So this is the second book of the Memoirs of Lady Trent, the sequel to 'A Natural History of Dragons'. The third book, 'Voyage of the Basalisk' comes out on March 31st. And before I write about the book (clearly I liked the first one, as I went on to read the second one) I want to talk about the cover. Because yes, cover art matters. (I'm sorry Baen books, but I can't take you and your terrible covers seriously. There are some AMAZING artists working in the genre, and the best you can do is cover art that makes me want to burn the book?) And the cover art here is perfect. Todd Lockwood nailed the first cover, and the cover to this one is just as good. So thank you Irene Gallo (the art director at Tor) for taking cover art seriously.
Anyway, onto the book inside the covers.
'The Tropic of Serpents' might stand alone, though you'd miss some fantastic things by jumping straight to book two, so don't do that, start at the beginning.
The plot is pretty straightforward; Lady Trent, three years after her first adventure, is getting ready for her second expedition to become the Anne McCaffery of her world, I mean, the Dragon Lady. There is some politics, and some intrigue, and the plot advances in a great clip.
I love this memoir style of storytelling. I like the funny quips in the preface from the imaginary Lady Trent in her old age, and I don't ever feel like Brennan is stretching to keep the story going, it flows effortlessly and fast. Wow, does she know how to move the story along! The pacing is great, and a wonderful way to refresh yourself after reading some giant sprawl of epic fantasy.
With very little effort, Brennan fills in a lot of details on even minor characters, and doesn't waste a chance to make a character come to life. I love the little asides where Lady Trent reveals that her moviations aren't always the ones that history has ascribed to her.
The first book did a lot of the heavy lifting for worldbuilding, but I give the author a lot of credit for actually making a world with different climates, and cultures. Are they modeled after similar populations in our world? Sure. But this is a world teeming with dragons, and religions that are different from ours, so the cultures themselves are different than ours.
The dragons themselves vary from region to region. And without getting into spoilers, their biology varys just as real subspecies do in our world.

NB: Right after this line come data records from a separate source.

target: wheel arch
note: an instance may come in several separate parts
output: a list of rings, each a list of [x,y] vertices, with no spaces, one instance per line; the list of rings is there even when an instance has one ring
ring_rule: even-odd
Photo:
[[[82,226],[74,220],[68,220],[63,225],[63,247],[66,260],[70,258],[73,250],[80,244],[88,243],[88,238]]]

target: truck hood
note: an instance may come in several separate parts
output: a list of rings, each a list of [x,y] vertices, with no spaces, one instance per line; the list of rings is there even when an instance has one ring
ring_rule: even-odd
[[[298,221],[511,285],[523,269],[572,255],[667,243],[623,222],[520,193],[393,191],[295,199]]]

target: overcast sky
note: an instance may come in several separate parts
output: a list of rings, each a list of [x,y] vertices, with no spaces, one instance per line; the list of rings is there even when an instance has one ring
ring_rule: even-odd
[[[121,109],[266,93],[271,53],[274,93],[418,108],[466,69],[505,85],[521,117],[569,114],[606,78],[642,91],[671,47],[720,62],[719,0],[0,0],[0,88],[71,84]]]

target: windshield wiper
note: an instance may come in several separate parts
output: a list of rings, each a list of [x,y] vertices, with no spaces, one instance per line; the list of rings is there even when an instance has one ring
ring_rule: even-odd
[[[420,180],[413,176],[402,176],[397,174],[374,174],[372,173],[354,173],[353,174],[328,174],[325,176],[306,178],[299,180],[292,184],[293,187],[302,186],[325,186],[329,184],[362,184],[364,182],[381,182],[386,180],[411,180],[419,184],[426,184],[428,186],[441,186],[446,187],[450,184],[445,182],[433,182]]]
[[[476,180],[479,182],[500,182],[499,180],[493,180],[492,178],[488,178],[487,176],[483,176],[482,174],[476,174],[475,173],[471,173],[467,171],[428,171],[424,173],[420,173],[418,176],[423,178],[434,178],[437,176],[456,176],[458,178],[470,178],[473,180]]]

As this is a memoir, the future Lady Trent is setting you up for whats coming, and she does it marvelously. There's nothing that distracts from the thrust of the story, and the few teases from future stories are clearly identified as such. She may briefly mention something, but she does it clearly enough to telegraph that you can anticipate that in a future volume, but not in this one. There was one item that gets mentioned, and it's not made clear if we'll see it again, but it is clearly pointed out as important by Lady Trent, and a return to this region is specifically mentioned, so I assume that those two things are connected.
In wrap up, this was an improvement on the first book in almost every way (and I really liked the first book). I like Lady Trent's passion for the dragons and the way that Brennan moves the story, and reflects politics and policy through Lady Trent's worldview. I highly recommend this to anyone looking for a fun and fast-paced story without cliff-hangers or massive battles.